Why declaring a variable in a .h file will allocate memory for each .c file includes it, Is it ANSI C?

Question

Assume I have a file.h and in it I have:

int arr[128];
(void)(*func_ptr)(int);

And I have code1.c, code2.c, code3.c includes it. Will arr and func_ptr will be global scope allocated for each .c file ? i.e. each .c file will have his own instance of arr and func_ptr? if so why is that ?

does using static can change the result ? what is the ANSI c rule?

Answer 1

Will arr and func_ptr will be global scope allocated for each .c file ?

Yes it will, and you will end up with a linking error since you have defined the same variable names several places at global scope.

Header files you #include in your .c files are just inserted into your .c file, there's nothing special about them. It works just as you concatenated all the header files your .c file includes, and then compile the result.

In that respect, the net result is exactly as if you wrote int arr[128]; in each of your .c file

Answer 2

Declarations as these without initializing the variable explicitly are called "tentative definitions" in the C jargon. You can use these in multiple compilation units without problems. To be sure that there is at least one compilation unit where the symbol is effectively implemented you should have one real definition (including an initialization) in just one of the units, something like

int arr[128] = { 0 };
(void)(*func_ptr)(int) = 0;

Edit: The relevant part of the C standard is the following para from 6.9.2:

A declaration of an identifier for an object that has file scope without an initializer, and without a storage-class specifier or with the storage-class specifier static, constitutes a tentative definition. If a translation unit contains one or more tentative definitions for an identifier, and the translation unit contains no external definition for that identifier, then the behavior is exactly as if the translation unit contains a file scope declaration of that identifier, with the composite type as of the end of the translation unit, with an initializer equal to 0.

Answer 3

This will not compile because the variable arr is a global scope and you will get a linker error with a duplicate symbol.

If you declare it static, then it would be allocated in each sourcefile with a separate memory, but then it would be only accessible within that sourcefile or via pointer explicitly returned to a different file.
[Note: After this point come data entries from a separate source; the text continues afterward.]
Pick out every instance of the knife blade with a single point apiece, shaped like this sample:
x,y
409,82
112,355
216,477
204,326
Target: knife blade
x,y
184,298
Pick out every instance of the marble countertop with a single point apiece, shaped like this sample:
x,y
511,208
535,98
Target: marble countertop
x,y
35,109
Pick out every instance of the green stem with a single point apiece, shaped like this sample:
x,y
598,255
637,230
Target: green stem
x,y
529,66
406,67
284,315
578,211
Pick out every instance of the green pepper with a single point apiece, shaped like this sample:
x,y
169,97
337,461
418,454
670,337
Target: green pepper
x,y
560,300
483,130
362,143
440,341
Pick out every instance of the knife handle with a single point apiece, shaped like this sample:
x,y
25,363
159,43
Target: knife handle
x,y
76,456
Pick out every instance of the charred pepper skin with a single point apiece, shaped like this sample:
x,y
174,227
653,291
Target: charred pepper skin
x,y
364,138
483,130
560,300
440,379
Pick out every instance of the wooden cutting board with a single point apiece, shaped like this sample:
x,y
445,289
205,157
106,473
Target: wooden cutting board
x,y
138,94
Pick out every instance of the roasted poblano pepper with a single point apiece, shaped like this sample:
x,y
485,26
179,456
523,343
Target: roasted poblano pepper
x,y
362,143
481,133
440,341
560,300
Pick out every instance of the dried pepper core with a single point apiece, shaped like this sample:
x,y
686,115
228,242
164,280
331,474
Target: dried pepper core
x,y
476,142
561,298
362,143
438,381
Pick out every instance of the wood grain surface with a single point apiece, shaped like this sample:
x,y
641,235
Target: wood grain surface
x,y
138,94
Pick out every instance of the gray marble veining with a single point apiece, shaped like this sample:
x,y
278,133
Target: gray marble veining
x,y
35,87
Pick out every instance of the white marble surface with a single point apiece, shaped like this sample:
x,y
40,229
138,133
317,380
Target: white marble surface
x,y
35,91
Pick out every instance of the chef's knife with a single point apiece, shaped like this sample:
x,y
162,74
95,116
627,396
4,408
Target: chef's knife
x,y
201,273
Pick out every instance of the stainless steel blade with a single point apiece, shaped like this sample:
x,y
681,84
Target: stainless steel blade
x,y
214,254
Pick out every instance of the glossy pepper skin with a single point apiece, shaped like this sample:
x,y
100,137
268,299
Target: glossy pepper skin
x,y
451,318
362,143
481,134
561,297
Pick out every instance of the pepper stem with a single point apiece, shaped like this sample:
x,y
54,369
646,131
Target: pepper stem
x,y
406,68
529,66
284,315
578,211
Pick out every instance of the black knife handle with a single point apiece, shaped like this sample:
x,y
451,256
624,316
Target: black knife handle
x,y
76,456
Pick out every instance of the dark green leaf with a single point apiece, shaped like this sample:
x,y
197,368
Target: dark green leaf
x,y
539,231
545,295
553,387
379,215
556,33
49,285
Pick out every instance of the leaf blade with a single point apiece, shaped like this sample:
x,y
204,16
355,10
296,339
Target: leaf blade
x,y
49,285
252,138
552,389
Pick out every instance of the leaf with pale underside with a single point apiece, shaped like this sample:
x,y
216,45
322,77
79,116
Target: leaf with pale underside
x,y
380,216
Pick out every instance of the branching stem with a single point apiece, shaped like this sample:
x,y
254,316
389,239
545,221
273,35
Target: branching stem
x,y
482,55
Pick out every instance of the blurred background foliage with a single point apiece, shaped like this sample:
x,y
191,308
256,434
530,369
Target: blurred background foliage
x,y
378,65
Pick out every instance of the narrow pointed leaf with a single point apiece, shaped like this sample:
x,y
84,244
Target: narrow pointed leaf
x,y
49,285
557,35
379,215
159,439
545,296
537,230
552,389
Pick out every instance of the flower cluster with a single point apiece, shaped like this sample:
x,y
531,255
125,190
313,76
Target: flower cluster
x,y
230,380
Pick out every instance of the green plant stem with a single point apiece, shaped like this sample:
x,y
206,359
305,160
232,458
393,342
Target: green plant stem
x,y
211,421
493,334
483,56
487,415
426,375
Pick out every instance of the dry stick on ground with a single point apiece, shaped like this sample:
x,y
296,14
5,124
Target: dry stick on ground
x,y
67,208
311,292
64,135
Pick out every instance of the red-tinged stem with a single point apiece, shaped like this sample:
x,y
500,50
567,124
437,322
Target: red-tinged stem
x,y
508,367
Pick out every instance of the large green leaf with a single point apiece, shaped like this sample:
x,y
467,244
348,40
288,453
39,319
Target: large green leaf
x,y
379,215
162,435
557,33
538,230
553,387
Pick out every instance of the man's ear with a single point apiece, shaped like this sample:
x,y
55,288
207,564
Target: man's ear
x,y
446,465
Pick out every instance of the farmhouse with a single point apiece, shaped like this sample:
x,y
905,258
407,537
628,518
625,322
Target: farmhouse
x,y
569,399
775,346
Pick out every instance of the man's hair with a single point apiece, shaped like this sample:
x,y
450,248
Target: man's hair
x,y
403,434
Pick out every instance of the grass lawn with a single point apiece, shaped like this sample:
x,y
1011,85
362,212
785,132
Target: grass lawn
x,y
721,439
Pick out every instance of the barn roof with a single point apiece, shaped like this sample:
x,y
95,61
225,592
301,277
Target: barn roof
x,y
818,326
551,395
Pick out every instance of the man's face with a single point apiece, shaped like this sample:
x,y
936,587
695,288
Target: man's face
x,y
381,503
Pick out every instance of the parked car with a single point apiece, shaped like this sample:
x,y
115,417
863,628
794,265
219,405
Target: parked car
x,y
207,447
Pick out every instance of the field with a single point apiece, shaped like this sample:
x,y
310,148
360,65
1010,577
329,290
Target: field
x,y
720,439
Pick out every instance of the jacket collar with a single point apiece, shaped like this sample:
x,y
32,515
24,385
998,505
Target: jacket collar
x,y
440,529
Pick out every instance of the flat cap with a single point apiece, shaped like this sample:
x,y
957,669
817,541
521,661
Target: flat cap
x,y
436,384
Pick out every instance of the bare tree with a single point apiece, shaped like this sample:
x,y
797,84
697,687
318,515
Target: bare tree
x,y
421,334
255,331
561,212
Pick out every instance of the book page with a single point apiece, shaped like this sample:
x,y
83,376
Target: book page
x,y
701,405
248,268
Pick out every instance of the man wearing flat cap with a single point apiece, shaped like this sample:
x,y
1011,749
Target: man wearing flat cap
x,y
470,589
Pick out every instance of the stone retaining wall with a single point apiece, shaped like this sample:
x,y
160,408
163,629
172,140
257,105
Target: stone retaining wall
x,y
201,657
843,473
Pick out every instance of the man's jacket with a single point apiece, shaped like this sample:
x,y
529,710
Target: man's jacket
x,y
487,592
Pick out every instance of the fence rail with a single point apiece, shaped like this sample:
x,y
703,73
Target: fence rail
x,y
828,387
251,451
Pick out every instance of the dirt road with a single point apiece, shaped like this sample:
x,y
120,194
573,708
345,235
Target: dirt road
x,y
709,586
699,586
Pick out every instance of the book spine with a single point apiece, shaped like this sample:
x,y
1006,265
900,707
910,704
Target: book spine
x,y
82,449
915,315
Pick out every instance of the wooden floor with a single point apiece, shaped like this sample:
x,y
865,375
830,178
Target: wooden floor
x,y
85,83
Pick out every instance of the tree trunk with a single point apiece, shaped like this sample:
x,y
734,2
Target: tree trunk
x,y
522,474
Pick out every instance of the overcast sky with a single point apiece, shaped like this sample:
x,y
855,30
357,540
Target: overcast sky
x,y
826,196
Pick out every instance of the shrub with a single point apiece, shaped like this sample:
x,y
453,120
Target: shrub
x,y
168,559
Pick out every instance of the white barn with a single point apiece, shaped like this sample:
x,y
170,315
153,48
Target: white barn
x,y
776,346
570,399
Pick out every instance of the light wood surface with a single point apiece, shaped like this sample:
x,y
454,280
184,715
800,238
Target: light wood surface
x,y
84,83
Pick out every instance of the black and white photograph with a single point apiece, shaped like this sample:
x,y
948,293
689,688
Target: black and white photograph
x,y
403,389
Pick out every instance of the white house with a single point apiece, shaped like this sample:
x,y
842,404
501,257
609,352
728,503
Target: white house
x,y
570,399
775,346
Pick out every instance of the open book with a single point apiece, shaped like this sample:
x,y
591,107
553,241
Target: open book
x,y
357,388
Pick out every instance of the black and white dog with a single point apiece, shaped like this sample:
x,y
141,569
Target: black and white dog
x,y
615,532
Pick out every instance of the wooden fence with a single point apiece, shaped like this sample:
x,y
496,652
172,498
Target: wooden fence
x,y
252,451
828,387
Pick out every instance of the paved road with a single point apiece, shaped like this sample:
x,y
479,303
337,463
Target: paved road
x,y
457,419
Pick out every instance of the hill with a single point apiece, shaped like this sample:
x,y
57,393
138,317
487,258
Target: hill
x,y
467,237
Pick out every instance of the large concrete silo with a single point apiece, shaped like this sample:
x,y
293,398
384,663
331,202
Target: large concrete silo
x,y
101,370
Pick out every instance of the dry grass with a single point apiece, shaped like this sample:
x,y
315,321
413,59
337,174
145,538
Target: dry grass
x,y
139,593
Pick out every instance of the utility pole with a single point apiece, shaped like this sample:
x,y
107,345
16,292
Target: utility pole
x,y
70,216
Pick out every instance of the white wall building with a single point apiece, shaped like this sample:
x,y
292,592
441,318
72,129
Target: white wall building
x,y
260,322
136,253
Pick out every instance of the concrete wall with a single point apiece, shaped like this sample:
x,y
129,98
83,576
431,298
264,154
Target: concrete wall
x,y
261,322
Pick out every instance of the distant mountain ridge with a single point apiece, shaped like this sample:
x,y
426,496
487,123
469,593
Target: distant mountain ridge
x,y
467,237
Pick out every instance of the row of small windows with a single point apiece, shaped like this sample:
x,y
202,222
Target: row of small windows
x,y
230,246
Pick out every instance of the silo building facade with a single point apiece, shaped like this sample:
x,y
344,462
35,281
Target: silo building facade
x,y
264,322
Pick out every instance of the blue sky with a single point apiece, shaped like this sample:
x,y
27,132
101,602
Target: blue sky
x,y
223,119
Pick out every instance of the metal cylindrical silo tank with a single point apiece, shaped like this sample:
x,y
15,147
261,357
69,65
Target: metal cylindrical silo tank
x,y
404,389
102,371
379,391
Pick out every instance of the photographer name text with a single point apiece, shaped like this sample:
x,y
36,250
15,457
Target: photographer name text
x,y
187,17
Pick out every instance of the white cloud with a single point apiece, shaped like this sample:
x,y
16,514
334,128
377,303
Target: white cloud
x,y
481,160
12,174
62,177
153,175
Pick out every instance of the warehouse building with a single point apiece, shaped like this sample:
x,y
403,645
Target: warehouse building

If you want to access the same block of memory in each sourcefile, you have to declare it in one file as above, and in all other files with extern prepended.

The same is for func_ptr

Update

If you add static to the definition, then the scope is local wherever you defined it. If you define a global static variable it will be visible only in that module. If you define a static variable in a function, it will be visible only in that function, so you can have the same name in multiple functions without interfering.

foo1()
{
     static int i;
}

foo2()
{
     static int i;
}

This would compile fine, because it acts similar like a namespace.